O primeiro ponto que me saltou à vista foi a conclusão do director da FIA, Wil Botman: transportes eficientes com boas interligações são essenciais para persuadir as pessoas a deixarem os carros em casa.
É um ponto de partida errado. Está a desculpabilizar os utentes de automóveis, parecendo dizer que eles apenas os conduzem porque não existem transportes eficientes e boas interligações. Ou seja, primeiro ande-se e abuse-se de automóvel e se os transportes públicos forem mesmo bons, confortáveis e baratos, então experimentem-se. No caso de Lisboa, por exemplo, isso não se aplica de modo tão gratuito. A escolha modal das pessoas é não só económica mas cultural. O facto de não haver restrições tarifárias numa cidade ao uso do carro acultura o seu uso.

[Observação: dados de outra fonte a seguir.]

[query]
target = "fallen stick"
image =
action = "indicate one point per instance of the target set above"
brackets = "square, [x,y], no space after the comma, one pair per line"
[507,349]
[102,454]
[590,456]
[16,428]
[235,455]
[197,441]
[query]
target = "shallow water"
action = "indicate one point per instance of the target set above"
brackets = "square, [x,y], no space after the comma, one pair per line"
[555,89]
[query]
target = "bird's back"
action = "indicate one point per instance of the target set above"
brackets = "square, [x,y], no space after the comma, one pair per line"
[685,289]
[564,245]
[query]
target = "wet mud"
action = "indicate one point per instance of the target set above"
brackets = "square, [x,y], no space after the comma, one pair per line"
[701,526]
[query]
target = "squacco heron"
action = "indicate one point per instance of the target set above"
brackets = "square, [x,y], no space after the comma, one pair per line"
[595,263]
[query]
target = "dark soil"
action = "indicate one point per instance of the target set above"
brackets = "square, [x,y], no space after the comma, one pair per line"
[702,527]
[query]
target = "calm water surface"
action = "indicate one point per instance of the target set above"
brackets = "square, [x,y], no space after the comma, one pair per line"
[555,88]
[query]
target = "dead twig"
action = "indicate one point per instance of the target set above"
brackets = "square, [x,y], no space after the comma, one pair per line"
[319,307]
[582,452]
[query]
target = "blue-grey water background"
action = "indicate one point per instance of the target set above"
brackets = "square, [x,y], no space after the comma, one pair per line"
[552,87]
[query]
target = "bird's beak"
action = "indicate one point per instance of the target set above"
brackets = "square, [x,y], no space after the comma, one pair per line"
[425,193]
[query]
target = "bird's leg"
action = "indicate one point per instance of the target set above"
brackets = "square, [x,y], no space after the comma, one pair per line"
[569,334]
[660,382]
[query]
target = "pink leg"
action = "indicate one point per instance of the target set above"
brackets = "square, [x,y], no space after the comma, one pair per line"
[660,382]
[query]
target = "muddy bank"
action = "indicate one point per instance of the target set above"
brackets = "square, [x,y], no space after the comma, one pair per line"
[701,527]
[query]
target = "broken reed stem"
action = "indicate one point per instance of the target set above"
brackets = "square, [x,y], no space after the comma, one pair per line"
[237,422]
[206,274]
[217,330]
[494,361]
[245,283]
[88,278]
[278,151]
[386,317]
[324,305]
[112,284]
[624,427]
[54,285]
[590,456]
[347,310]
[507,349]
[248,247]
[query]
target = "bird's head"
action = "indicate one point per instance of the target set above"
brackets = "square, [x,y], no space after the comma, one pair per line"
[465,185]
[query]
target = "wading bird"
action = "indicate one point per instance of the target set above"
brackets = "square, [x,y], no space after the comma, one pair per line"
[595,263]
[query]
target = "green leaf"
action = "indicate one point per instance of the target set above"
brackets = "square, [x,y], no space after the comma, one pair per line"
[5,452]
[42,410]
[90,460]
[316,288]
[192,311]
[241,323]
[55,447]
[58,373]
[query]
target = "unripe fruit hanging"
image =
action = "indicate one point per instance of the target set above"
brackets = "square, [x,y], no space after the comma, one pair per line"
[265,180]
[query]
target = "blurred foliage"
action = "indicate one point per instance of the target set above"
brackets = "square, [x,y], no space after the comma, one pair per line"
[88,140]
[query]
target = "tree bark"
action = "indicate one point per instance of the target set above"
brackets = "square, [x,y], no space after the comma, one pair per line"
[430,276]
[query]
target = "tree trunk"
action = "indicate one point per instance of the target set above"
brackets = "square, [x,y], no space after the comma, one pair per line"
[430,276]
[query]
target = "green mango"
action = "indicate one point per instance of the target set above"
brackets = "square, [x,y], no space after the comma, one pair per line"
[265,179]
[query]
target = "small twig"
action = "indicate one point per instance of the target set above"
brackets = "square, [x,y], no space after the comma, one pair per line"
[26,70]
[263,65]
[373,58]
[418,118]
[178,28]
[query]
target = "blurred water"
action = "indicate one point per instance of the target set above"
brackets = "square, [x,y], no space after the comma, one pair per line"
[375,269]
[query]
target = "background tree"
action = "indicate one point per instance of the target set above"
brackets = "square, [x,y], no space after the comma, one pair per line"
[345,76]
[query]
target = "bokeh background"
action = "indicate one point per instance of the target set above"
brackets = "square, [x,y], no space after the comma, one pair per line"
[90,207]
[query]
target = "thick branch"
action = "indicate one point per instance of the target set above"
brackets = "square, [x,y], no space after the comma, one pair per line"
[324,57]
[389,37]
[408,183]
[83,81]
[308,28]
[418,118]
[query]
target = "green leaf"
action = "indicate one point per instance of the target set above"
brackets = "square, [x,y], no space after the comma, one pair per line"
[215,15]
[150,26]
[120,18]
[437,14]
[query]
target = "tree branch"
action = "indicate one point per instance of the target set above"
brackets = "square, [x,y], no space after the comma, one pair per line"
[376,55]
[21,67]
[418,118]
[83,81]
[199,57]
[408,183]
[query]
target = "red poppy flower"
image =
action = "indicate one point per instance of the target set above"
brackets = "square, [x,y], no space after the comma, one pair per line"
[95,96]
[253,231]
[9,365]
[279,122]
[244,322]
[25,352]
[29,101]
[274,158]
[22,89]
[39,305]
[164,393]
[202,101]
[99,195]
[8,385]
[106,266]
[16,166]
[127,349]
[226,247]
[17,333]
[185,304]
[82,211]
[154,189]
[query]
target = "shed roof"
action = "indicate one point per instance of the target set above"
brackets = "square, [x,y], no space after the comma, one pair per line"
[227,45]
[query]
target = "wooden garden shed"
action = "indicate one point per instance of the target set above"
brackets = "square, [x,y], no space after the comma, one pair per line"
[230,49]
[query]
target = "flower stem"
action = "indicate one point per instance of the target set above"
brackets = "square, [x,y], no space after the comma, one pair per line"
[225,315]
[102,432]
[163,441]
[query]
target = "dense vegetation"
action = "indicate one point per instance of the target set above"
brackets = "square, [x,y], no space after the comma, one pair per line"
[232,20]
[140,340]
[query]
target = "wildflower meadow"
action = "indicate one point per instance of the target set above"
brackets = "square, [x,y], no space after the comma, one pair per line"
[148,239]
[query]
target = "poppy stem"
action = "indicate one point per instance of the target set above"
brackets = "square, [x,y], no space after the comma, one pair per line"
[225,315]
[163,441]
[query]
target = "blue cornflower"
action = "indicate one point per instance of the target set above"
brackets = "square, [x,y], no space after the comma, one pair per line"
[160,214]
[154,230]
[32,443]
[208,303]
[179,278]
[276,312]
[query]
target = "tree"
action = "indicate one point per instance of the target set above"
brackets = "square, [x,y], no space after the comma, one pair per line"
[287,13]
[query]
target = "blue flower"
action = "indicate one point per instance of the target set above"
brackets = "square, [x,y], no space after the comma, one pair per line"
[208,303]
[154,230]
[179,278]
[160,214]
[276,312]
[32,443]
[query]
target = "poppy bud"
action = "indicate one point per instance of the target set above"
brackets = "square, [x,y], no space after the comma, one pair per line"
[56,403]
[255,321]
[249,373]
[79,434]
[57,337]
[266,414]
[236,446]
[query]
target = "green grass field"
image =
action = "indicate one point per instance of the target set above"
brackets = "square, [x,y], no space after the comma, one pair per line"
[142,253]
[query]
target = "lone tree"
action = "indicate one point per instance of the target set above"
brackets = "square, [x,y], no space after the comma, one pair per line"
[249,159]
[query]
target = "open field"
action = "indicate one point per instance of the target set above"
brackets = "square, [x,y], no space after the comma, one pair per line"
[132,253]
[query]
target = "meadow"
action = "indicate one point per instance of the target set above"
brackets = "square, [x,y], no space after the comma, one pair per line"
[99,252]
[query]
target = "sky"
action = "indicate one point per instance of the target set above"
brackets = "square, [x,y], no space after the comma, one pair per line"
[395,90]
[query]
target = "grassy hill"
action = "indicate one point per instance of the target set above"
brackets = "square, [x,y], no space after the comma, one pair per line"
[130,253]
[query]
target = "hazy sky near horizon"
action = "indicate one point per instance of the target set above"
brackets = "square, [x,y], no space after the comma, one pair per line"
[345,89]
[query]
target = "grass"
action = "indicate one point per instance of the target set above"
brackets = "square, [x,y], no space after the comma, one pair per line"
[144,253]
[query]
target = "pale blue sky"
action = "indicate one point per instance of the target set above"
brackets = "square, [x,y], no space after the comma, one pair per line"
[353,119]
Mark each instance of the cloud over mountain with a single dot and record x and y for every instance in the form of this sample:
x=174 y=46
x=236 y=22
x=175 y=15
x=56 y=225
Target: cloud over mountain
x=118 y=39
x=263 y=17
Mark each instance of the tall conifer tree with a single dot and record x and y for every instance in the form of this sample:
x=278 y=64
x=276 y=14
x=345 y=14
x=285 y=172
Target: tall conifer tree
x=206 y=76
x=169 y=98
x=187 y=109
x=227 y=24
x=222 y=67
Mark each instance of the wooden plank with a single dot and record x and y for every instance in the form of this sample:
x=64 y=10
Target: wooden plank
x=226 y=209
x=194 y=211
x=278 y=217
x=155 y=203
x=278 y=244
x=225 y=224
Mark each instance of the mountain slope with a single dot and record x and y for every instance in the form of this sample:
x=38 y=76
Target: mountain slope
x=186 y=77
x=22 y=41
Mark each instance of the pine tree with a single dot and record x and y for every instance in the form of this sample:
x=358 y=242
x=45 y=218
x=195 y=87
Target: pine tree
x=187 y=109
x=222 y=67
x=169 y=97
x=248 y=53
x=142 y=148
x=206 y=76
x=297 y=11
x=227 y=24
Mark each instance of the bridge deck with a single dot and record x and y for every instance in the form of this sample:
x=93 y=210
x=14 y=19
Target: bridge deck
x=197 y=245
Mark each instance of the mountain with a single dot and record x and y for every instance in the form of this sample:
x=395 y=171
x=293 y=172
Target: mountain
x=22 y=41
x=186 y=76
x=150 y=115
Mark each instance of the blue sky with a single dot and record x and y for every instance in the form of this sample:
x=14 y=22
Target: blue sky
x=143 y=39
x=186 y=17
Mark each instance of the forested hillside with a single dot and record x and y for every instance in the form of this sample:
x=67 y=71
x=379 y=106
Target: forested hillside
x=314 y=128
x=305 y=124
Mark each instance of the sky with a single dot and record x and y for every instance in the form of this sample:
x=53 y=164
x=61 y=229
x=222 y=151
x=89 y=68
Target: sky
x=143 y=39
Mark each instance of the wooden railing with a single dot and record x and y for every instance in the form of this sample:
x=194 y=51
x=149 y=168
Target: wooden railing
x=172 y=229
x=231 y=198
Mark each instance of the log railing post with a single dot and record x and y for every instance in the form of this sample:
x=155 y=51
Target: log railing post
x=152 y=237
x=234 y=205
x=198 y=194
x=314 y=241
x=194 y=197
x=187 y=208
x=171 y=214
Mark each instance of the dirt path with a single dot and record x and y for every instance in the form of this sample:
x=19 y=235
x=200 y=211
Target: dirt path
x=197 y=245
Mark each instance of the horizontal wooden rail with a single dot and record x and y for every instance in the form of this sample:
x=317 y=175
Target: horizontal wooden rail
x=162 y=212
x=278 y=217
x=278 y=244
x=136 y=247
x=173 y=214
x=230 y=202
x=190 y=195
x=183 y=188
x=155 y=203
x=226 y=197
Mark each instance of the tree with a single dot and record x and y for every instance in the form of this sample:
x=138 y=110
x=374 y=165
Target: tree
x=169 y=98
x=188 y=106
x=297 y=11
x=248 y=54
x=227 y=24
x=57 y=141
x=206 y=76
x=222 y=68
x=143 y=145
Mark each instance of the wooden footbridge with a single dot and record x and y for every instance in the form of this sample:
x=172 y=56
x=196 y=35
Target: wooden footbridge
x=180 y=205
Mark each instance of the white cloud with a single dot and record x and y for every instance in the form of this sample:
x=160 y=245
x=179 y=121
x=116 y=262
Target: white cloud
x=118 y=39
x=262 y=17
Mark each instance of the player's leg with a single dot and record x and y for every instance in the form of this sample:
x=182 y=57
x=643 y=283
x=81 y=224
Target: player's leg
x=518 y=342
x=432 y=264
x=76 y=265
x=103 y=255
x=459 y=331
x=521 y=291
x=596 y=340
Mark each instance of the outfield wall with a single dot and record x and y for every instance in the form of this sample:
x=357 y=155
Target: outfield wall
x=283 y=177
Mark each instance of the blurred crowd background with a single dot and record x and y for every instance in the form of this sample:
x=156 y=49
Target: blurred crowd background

Seria preciso dizer que uma rede de transportes públicos cresce e desenvolve-se de modo cada vez mais eficiente na medida em que captar passageiros dos automóveis. Ou seja, seria preciso dizer, para cada cidade, quais são as restrições colocadas ao uso de automóveis, nomeadamente, o nível das tarifas de estacionamento, a existência de portagens, a regularidade da fiscalização do estacionamento abusivo, etc. Tal é relevante porque o uso de transportes públicos está em competição directa com o uso do transporte individual e se uma cidade permitir o uso desmesurado do último (como em Lisboa), o transporte público não tem tanto espaço para crescer e assim a sua rede não tem tantas hipóteses de se tornar mais robusta.
Este aspecto é facilmente negligenciado mas é tão mais flagrante quando se anda de autocarro ou eléctrico, porque são os tipos de veículo que partilham as ruas e estradas com o automóvel particular. A pontualidade é prejudicada, os tempos de espera aumentam e a regularidade do serviço passa a não ser tão digna de confiança, precisamente porque o espaço à superfície, por ser limitado, obriga a um equilíbrio; esse equilíbrio é destabilizado pelo automóvel particular, não por cada carro ter algo de peculiar no conflito com um autocarro ou eléctrico mas porque a sua quantidade ocupa o espaço viário e introduz assimetrias.
Isto não quer dizer que não haja melhorias que os vários operadores de transportes públicos possam tomar que melhorem a sua articulação. Apenas se deve ter em conta que na análise da qualidade da rede de transportes públicos de uma cidade não se pode omitir as condições de circulação dos carros, porque elas condicionam o uso e desenvolvimento dos primeiros.